Le mari de Nadezhda Pétrova, Genadii Esaoulov, est pompier. Le couple vivait dans la caserne de pompiers. Sitôt libéré de Lubyanka, il a été interdit à Nadezhda Pétrova de vivre dans l’appartement de son mari. Genadii Esaoulov a été contraint de signer une lettre de démission. Dès lors, le couple a vécu chez des amis, changeant souvent de domicile. Pour cette raison, lorsque les rafles policières préventives ont commencé aux alentours du 5 novembre 2017, date de la manifestation nationale prévue par Viasheslav Maltsev, le FSB n’a pas pu mettre la main sur Nadezhda Pétrova et son mari. Ils les ont donc arrêtés sur la place du Manège lors de la manifestation. Ce jour-là, 500 personnes ont été arrêtées à Moscou et près de 1.500 dans toute la Russie.
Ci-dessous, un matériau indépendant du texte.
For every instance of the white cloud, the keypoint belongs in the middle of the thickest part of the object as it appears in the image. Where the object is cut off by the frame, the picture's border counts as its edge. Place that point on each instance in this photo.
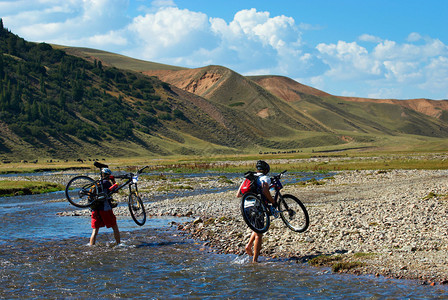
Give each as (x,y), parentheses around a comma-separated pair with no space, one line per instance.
(414,37)
(254,42)
(169,33)
(370,38)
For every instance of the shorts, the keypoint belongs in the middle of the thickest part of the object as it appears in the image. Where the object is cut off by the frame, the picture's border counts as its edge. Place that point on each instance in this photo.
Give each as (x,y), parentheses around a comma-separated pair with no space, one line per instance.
(101,218)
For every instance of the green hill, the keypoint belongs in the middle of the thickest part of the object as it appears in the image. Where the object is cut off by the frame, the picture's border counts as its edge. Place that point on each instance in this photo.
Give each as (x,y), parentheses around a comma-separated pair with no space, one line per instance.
(63,102)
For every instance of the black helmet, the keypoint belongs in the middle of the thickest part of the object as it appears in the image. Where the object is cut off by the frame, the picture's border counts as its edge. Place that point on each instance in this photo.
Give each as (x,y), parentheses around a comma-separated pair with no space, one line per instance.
(263,166)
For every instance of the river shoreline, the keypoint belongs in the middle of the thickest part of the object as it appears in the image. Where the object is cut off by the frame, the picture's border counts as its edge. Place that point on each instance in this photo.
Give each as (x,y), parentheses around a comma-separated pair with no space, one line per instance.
(381,223)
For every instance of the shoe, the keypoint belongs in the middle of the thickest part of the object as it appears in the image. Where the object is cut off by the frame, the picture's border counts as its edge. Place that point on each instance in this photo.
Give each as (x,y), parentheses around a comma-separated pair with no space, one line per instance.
(274,211)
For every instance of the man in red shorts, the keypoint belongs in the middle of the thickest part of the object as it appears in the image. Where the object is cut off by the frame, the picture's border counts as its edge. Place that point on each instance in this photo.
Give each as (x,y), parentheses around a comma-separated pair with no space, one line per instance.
(102,214)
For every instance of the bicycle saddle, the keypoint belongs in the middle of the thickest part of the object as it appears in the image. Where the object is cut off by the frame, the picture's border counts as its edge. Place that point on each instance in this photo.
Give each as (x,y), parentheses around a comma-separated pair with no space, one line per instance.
(100,165)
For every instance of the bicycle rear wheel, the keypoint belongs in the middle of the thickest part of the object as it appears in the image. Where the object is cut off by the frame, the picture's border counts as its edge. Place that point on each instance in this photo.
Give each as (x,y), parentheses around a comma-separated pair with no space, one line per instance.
(137,209)
(255,213)
(81,191)
(294,213)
Nadezhda Pétrova a participé à toutes les manifestations de l’opposition russe, à celles organisées par Alexey Navalny et son organisation « Fonds de lutte contre la corruption », aux veilles du mémorial dressé sur le pont face au Kremlin où a été assassiné le leader de l’opposition démocratique russe « Boris Nemtsov », aux marches hebdomadaires sur l’avenue Tverskoy organisées par la « Nouvelle opposition » de Marc Galpérin, aux lectures publiques de la Constitution russe organisées par le « mouvement 14 % » et aux émissions TV sur le canal « Artpodgotovka » de Viasheslav Maltsev. Selon le FSB, Nadezhda Pétrova était adjointe directe de Viasheslav Maltsev. C’est elle qui administrait la « Maison populaire » à Lokhino en banlieue de Moscou lorsque Maltsev était en prison.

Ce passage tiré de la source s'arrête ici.